The Skyline SL-122 Bdzhilka (Бджілка, bee) is a twin engine agricultural spray aircraft designed and built in Ukraine and first flown in 2010.

==Design and development==
The SL-122 is designed for crop spraying. It is a high-wing monoplane with an unswept, constant chord wing with square wing tips braced with a single strut to the lower fuselage on each side. The wing has flaps and automatic slats for low speed flight. Two 73.5 kW Rotax 912 ULS2 liquid cooled flat four engines are mounted over and ahead of the wing leading edge, as close together as the disks of the three blade propellers allow.

The fuselage of the SL-122 is flat sided and deep. There are two tandem seats in the underwing cabin, which is fully glazed all around. Its rectangular tailplane is mounted on top of the fuselage, below a straight tapered fin and rudder. The Pchelka has a fixed, conventional undercarriage; V-struts hinged to the lower fuselage support the mainwheels at the outer ends of bungee cord sprung half axles from the fuselage underside. There is a cantilever, steerable tailwheel.

The SL-122 has a 250 L (55 Imp gal; 66 US gal) tank for agricultural spray liquid and can treat 200 ha (494 acres) per hour in 37 m (121 ft) swathes.

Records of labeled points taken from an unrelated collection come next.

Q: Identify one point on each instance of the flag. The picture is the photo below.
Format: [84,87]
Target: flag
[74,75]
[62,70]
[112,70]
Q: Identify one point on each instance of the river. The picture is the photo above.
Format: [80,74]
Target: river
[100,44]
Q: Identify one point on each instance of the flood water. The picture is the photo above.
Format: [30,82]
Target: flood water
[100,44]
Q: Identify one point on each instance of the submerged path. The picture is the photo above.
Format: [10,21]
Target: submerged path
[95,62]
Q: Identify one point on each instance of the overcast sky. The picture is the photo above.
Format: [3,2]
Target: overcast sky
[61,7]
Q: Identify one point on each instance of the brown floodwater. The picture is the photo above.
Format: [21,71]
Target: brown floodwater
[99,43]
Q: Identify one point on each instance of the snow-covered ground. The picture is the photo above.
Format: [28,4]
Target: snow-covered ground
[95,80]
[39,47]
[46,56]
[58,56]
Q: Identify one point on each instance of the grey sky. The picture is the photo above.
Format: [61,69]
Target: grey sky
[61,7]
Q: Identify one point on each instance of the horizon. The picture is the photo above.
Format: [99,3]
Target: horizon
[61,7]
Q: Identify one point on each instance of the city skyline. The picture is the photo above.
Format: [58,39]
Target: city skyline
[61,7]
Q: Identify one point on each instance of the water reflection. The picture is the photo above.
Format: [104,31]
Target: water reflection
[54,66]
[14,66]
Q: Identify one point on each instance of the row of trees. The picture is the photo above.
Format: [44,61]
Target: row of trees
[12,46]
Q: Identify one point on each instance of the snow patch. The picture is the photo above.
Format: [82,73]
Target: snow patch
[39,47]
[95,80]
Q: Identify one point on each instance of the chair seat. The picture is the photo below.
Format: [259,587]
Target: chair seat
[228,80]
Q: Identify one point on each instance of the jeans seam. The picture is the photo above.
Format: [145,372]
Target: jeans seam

It first flew in May 2010 and made its public debut a month later in Zhytomyr.

==Operational history==
No sales were reported by 2012, though the prototype had been put on the market.

==Variants==
- SL-122
  Agricultural aircraft.
- SL-124
  Projected four seat transport, unflown late 2012.
- SL-125
  Projected amphibious variant, unflown late 2012.